In my continuing series of cheesy walk-throughs of online data tools, there’s SimplyMap! My college subscribes, so you can’t easily play with it unless you’re one of the digitally lucky. However…  in the interests of education, I’ll point out some fun things you can do with mapping, and some fun things I discovered about America: 

1. Sunshine!

For the sunshine-dependent among us, it’s useful to know where the more sunny parts of America are. Avoid the Upper Midwest and Pacific Northwest if you’d like at least a little Vitamin D each day. Unclear to me why the angels hide themselves from New Hampshire and Seattle, either…

Cloudy days in America, by county

I like SimplyMap because I don’t have to learn GIS software (who has time for that?) but I like seeing geographic variation in Things Across America. Below, I can add titles, hide county lines, change colors, and even change the change the cutoffs between categories of people, to visualize the differences I choose.

We can lie with statistics. Mark Twain would be proud.

Below, I’ve played around to show the high housing costs in the Bay Area, LA, Seattle, greater New York and Boston… and lower costs in certain pockets in the center of America:

Housing costs in America, 2015

Sometimes, I pulled up data and there didn’t seem to be a pattern. But other times, geography clearly shapes our social world. Below are the counties with workers who “support activities for water transportation.” Check out how neatly it lines up with the coasts, as well as the whole Mississippi watershed moving down to the Gulf of Mexico:

Americans who work in water transportation

And then, data fits our stereotypes. If you want a large family, you’ll find company in Utah and across the south:

Large American families, 2015

What if you want to find fellow religious types? As I’ve mentioned before, the census doesn’t ask your religion, so it’s hard to break down religiousness at the county level. I’m not clear what religion index SimplyMap is pulling on… but it estimates that central states are more devout, with the apparent exception of Appalachia:

And in one of the more disturbing visualizations, rapes per 100,000 people are off the charts in Nevada. Why?

Reports of forcible rapes per 100,000 people in American counties

Just to make your day more cheerful… at least 60% of American households in every county are in debt, including 3/4 of households along the east coast and scattered throughout the west:

US households with debt

Credit card debt is high in the urban East Coast and California (it’s expensive here, man!). Surprisingly, Wyoming and the west also seem to  carry a lot of credit card debt:

Average credit card debt in America

Wealthy people definitely live along the East Coast and in the Bay area… although given the cost of housing in East Bay, their entire $1,000,000 may be a two-bedroom ranch on the poor side of town 😀

Average household net worth in 2015

For those who can’t quite swing that cool million, we can also check out the median cost to rent a house.

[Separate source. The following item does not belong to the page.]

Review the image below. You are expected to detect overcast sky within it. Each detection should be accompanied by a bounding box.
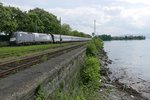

Colorado is getting expensive, as well as the Ann Arbor and the whole California coast. This matches up with what I’ve heard from librarians and graduate students at UC Boulder and Michigan:

Median rents in 2000

I know what you’re thinking now… I only pay $500 a month on my rent or mortgage. I feel so rich! Where can I spend all my money?

Well, you’re in luck. The map below shows where you can buy “luxury priced products”: the San Francisco Bay area, New York, DC, Denver, and… is that Midland/Odessa, Texas?

Luxury product markets in America

*Heads to Texas.* Well, there you go. I hope this was a fun introduction to US geography, and that you can use it to convince all your younger friends to become cultural geographers!